Sheinbaum também apelou às Nações Unidas para que facilitem uma solução pacífica para a questão e parem com o derramamento de sangue.

O presidente brasileiro, Luiz Inácio Lula da Silva, disse na manhã de quinta-feira que está muito preocupado com a situação e conversou com Trump sobre isso.

Lula se ofereceu para ajudar a prevenir conflitos armados na América Latina.

“Estou à disposição tanto da Venezuela como dos Estados Unidos para contribuir para uma solução pacífica no nosso continente”, disse ele.

Na semana passada, os EUA apreenderam um petroleiro ilegal na costa da Venezuela. Um oficial americano disse à Associated Press que a prisão foi feita pela Guarda Costeira dos EUA e apoiada pela Marinha.

Bom imigrante, mau imigrante: retornando ao país de nascimento após obter o Green Card

Um ex-artista indocumentado consultou outros ex-amigos indocumentados sobre como se preparar emocionalmente para retornar a um país que não via há três décadas.

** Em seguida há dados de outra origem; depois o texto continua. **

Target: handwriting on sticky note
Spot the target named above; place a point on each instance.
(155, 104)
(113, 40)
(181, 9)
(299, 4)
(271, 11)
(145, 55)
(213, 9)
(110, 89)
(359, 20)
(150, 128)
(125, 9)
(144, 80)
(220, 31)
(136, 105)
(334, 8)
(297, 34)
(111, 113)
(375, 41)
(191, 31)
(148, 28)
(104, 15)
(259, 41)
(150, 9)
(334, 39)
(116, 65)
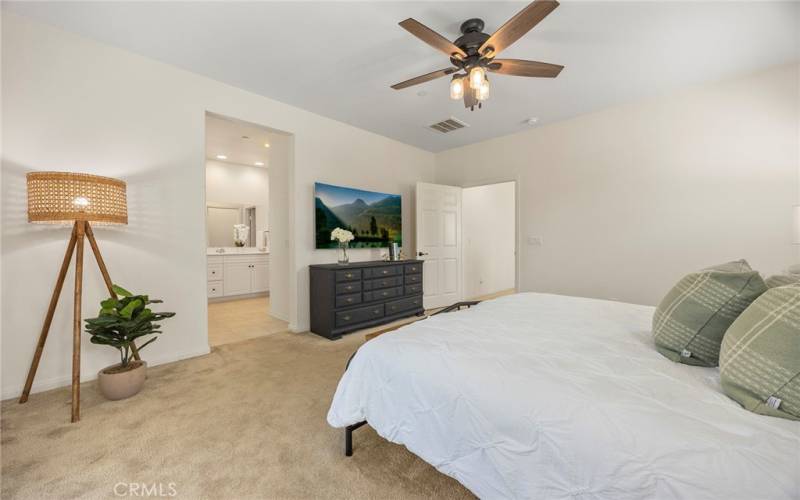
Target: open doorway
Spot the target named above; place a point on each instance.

Depois do ano caótico que tivemos queria encerrar o último quadrinho do ano com uma boa notícia: meu green card foi aprovado!

Consultei alguns antigos amigos indocumentados sobre como me preparar para a minha primeira visita ao meu país natal.

Para Javier Zamora, voltar para El Salvador teve a ver com as pessoas que deixou para trás quando imigrou para os Estados Unidos.

Parte da minha preocupação é que alguns membros da família reajam por eu ser o primeiro gay casado da minha família.

Tania Anzuta traz a verdade sobre esses primeiros retornos: eles sempre se adequarão às circunstâncias da nossa família.

Para Sonia Ginansaca, os planos de retornar ao Equador após receber o green card foram acelerados por um funeral familiar.

(Julio Salgado/Para Mão)

A culpa terá um papel importante. Como você retorna voluntariamente quando tantos foram expulsos?

Quando éramos jovens, ficávamos zangados com os nossos amigos cidadãos que publicavam fotografias das suas viagens ao estrangeiro.

Para Javier, a culpa de voltar desapareceu porque ele entende seu papel como ponte entre as famílias.

Como posso resumir 30 anos de uma viagem a uma família extensa que se tornou estranha?